La chaleur transportée est transférée dans l’atmosphère, surtout en hiver, ce qui rend l’eau en surface plus lourde. C’est pourquoi dans ce parcours, elle a tendance à “couler” en profondeur où elle alimente les courants profonds qui s’orientent en moyenne vers le sud.
Dans l’ensemble, cette circulation occupe tout l’#océan_Atlantique, et s’oriente vers le nord proche de la surface et vers le sud en profondeur, ce qui décrit une boucle de retournement, d’où la dénomination française de circulation de retournement (et en anglais #AMOC pour Atlantic Meridional Overturning Circulation).
Ce qu’il faut surtout retenir, c’est que cette circulation n’est pas un seul courant, mais une moyenne, une construction mathématique qui regroupe, fusionne plusieurs courants différents dans tout l’Atlantique Nord, dont le Gulf Stream. Sa définition ne s’arrête pas à l’équateur : on la calcule aussi dans l’hémisphère sud et dans tous les autres bassins.
Comment connaît-on ces phénomènes et comment les étudie-t-on ?
Comment observe-t-on le Gulf Stream ?
Le Gulf Stream, courant océanique bien connu des marins depuis le XVIème siècle et dont la température chaude est mesurée dès le XVIIIème par Benjamin Franklin, est observé régulièrement par des navires océanographiques depuis bientôt un siècle. On mesure son intensité en continu grâce à un câble sous-marin entre la Floride et les Bahamas depuis les années 1980. On l’observe par satellite depuis les années 1990. La situation n’a rien de comparable pour la circulation de retournement…
Comment observe-t-on la circulation de retournement ?
Depuis 2004, un ensemble d’instruments océanographiques sont disposés le long d’une ligne imaginaire qui relie la côte Est des États-Unis à l’Afrique à la latitude 26°N, de la surface jusqu’au fond de l’océan. Cette section océanographique permet de mesurer en continu l’intensité de la circulation de retournement.

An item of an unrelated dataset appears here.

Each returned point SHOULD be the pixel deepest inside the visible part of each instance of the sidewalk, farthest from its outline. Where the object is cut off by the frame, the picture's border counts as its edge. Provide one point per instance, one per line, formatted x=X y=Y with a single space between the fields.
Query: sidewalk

Parce que ces observations directes restent peu nombreuses, les océanographes ont beaucoup recours aux modèles numériques pour étudier la circulation de retournement et ses impacts. Ces outils, basés sur la mécanique des fluides, les mathématiques et les sciences du calcul intensif, permettent de réaliser des expériences virtuelles pour tester des hypothèses (quel serait l’impact sur le climat en Europe d’un arrêt de la circulation de retournement ?) et tenter de reproduire les océans actuels, passés et futurs.
Enfin, les paléo-océanographes essaient de reconstruire les fluctuations de la circulation de retournement en utilisant des mesures indirectes de son intensité, estimées à partir de divers prélèvements sédimentaires terrestres et marins.
Historiquement, on pensait que la circulation de retournement était entraînée presque exclusivement par les contrastes, liés à la température et la salinité (d’où la dénomination de circulation “thermohaline”). On sait maintenant que d’autres processus physiques l’influencent, comme le vent et le mélange océanique.
On sait aussi, notamment grâce aux modèles numériques et aux mesures directes récentes, qu’elle fluctue beaucoup d’un mois sur l’autre, d’un an sur l’autre, d’une décennie sur l’autre, d’un siècle sur l’autre… et que ces fluctuations peuvent être déclenchées par de nombreux processus différents (parmi lesquels la fonte du Groenland, mais pas que…).
L’un des courants marins les plus complexes au monde
Le Gulf Stream est également lui-même un des courants marins les plus complexes au monde car sous influence de multiples processus. La circulation de retournement hérite de cette complexité. Mais en tant que construction mathématique qui fusionne plusieurs courants marins dont le Gulf Stream, elle est aussi influencée par d’autres processus océaniques.
On entend parfois que la circulation de retournement n’existe pas car les mesures RAPID à 26°N ne correspondent pas à celles prises plus au sud ou plus au nord. Ces différences, au contraire, illustrent bien que la circulation de retournement n’est pas un simple tapis roulant qui connecte l’océan Atlantique du sud au nord, comme des représentations simplifiées de l’océan ont pu le laisser à penser.